I went through all the work in the hope of getting VBI working - it was
mysteriously stalling. And now, ... well VBI still mysteriously
stalls. :(

BTW, I just got the emails notifying me that the fixes have been merged
to the main v4l-dvb repo.

Thanks for all the testing and feedback.


Also, I still think I'm going to add a polled mailbox IO mode for
machines that just can't reliably keep up with the firmware's timeline.
Al's single core machine would benefit from this mode I suspect.

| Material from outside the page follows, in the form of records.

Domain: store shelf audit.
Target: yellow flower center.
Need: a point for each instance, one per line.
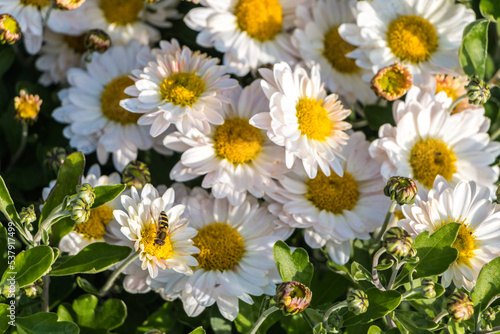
(148, 236)
(335, 49)
(430, 157)
(76, 43)
(221, 247)
(182, 88)
(95, 227)
(261, 19)
(237, 141)
(110, 101)
(121, 12)
(313, 119)
(333, 193)
(412, 38)
(36, 3)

It'll take me a week or two though to do that polled mode, with the
upcoming US holiday and me having to get the fallen leaves out of the
yard. :P

Regards,
Andy


> On Sunday 23 November 2008 14:02:44 Andy Walls wrote:
> > On Sun, 2008-11-23 at 10:49 -0500, Brandon Jenkins wrote:
> > > On Nov 23, 2008, at 10:31 AM, Andy Walls wrote:

> > I got the cx18 top half IRQ handler (cx18_irq_handler() and it's
> > supporting routines in cx18-mailbox.c) down to around 46-50 usec
> > execution time from start to finish on my dual core AMD64 machine.
> > There's not much room for improvement, as most of that 46-50 usec is PCI
> > MMIO accesses that can't be avoided or sped up.